Tagué: faire revivre la campagne
La récolte du riz
Il fait encore chaud mais ce n’est plus la chaleur ultra humide dans laquelle nous avons cuit, dans l’étuve comme des gyouzas, ces deux derniers mois.
Dans le village, on a commencé à récolter le riz. C’est beau de voir les gars qui s’activent dans leur champs, le riz et le paysan ont bien travaillé. Il y a un résultat.


Je me balade dans le village, et vois un gars qui vient de récolter le riz de sa rizière, il charge son camion, sa moissonneuse a rempli déjà une belle douzaine de sacs.

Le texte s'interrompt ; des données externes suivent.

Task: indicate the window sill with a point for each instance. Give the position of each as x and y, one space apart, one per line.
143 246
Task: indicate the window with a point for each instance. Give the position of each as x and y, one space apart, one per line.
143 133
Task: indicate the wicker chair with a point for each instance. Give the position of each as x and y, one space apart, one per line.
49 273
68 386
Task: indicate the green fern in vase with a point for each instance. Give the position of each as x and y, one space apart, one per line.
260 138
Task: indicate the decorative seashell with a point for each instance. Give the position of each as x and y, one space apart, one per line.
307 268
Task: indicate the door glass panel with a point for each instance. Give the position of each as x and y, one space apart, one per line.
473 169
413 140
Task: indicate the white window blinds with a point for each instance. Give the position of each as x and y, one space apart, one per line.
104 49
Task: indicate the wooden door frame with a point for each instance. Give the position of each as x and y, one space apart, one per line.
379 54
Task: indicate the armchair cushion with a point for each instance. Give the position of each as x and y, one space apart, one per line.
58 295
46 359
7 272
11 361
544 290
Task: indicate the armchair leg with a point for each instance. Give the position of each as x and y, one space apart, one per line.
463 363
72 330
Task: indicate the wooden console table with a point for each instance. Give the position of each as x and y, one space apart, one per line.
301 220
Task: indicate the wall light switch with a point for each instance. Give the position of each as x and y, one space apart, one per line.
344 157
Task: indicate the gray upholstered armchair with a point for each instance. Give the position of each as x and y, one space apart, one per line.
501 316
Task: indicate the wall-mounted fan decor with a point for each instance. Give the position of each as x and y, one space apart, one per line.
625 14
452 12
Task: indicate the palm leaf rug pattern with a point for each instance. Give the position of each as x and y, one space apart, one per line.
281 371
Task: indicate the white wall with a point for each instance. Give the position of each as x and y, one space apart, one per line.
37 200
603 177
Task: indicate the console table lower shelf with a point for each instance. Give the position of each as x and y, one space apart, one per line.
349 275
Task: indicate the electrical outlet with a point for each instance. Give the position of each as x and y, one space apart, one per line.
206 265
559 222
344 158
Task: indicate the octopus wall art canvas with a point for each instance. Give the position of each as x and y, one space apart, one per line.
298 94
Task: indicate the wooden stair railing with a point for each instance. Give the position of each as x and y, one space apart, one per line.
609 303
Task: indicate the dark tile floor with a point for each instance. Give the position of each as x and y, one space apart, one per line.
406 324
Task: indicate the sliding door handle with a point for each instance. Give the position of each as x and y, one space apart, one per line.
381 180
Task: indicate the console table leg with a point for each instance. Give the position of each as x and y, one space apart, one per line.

Autrefois, m’explique-t-il, après la récolte du riz, on plantait du blé. On produisait ainsi deux récoltes chaque année, c’est ce que l’on nomme le nimousaku. 二毛作 Le blé est désormais importé, les prix sont très bas. On fait encore du riz, pour continuer la tradition et parce que le prix du riz est fortement protégé par des taxes à l’importation.

On voit bien comment l’importation du bois, du blé, a tout foutu en l’air dans les campagnes japonaises, et donc, les gens sont partis vivre en ville. Pour pouvoir vivre de la récolte du riz il faut disposer de sacrées surfaces. Dans notre vallée montagneuses, ce sont des retraités ou bien des salariés qui font du riz; c’est un passe temps plutôt qu’un business.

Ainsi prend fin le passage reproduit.